Community Facilities Grant Program
B - Could fund technology as a primary component of the budget, if the agency receiving the grant chooses to use it for that purpose.
U.S. Department of Agriculture (USDA), Rural Development
Community Programs provides grants to assist in the development of essential community facilities in rural areas and towns of up to 20,000 in population. Grants are authorized on a graduated scale. Applicants located in small communities with low populations and low incomes will receive a higher percentage of grants. Grants are available to public entities such as municipalities, counties, and special-purpose districts, as well as non-profit corporations and tribal governments. In addition, applicants must have the legal authority necessary for construction, operation, and maintenance of the proposed facility and also be unable to obtain needed funds from commercial sources at reasonable rates and terms.
Grant funds may be used to assist in the development of essential community facilities. Grant funds can be used to construct, enlarge, or improve community facilities for health care, public safety, and community and public services. This can include the purchase of equipment required for a facility's operation. A grant may be made in combination with other CF financial assistance such as a direct or guaranteed loan, applicant contributions, or loans and grants from other sources.
The Community Facilities Grant Program is typically used to fund projects under special initiatives, such as Native American community development efforts; child care centers linked with the Federal government's Welfare-to-Work initiative; Federally-designated Enterprise and Champion Communities, and the Northwest Economic Adjustment Initiative area.
Projects will be selected based on a priority point system. Projects that will receive priority are those that:
- Serve small communities - with the highest priority going to projects located in a community with a population of 5,000 or less.
- Serve low-income communities with the highest priority going to projects serving communities with median household incomes below the higher of the poverty line or 60% of the State non-metropolitan median household income.
- Provide healthcare, public safety, or public and community services
History of Funding
Examples of projects that have been funded in the past are available at www.rurdev.usda.gov/rhs/cf/cp.htm
Grant funds cannot be used to:
- Pay any annual recurring costs, including purchases or rentals that are generally considered to be operating and maintenance expenses;
- Construct or repair electric generating plants, electric transmission lines, or gas distribution lines to provide services for commercial sale;
- Pay costs to construct facilities to be used for commercial rental where the applicant has no control over tenants and services offered;
- Construct facilities primarily for the purpose of housing State, Federal or quasi-Federal agencies; or
- Finance recreational facilities or community antenna television services or facilities.
Grants are available to public entities such as municipalities, counties, and special-purpose districts, as well as non-profit corporations and tribal governments. Applicants located in small communities with low populations and low incomes will receive a higher percentage of grants.
The application process and deadline vary by region. Applications are filed with the USDA Rural Development field offices. Contact your Rural Development State Offices for detailed information and applications. For Rural Development State Office contacts visit www.rurdev.usda.gov/recd_map.html.
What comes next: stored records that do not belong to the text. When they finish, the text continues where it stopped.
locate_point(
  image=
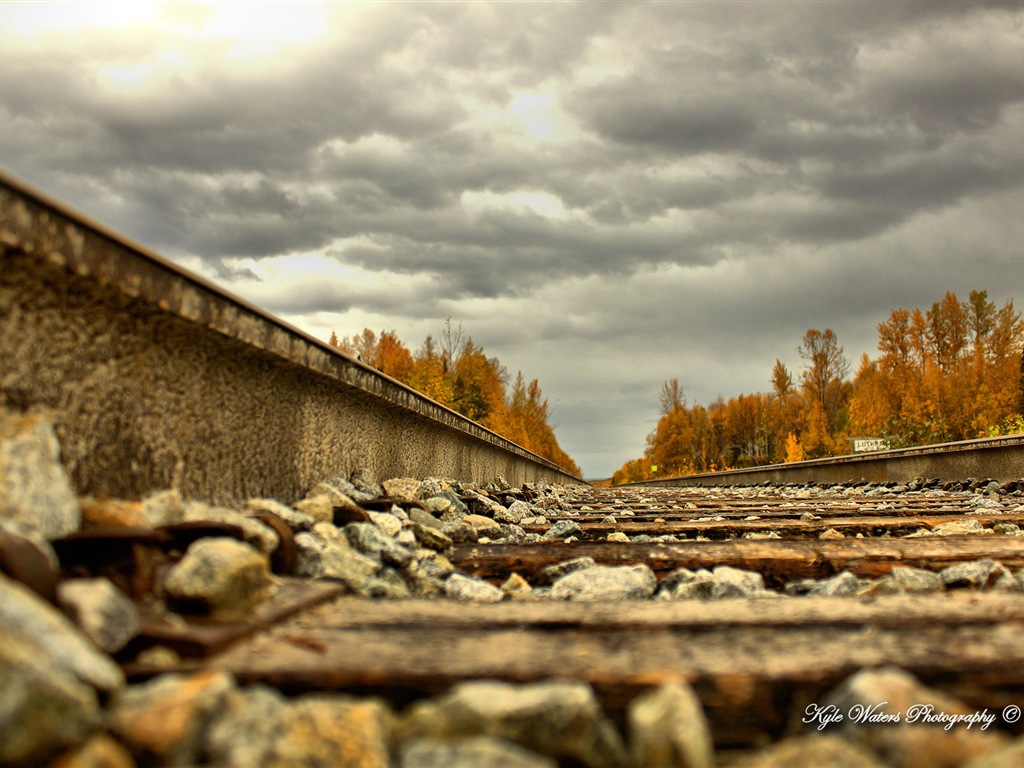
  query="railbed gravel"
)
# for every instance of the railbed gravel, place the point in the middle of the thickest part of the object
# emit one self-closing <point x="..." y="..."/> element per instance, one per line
<point x="66" y="704"/>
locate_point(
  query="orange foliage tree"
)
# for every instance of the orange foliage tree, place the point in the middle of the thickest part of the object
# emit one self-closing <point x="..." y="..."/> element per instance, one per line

The amount of grant assistance for project costs depends upon the median household income and the population in the community where the project is located and the availability of grant funds. In most instances, projects which receive grant assistance have a high priority and are highly leveraged with other loan and grant awards. Grant assistance may be available for up to 75% of project costs. Grant funding limitations are based on population and income, economic feasibility, and availability of funds.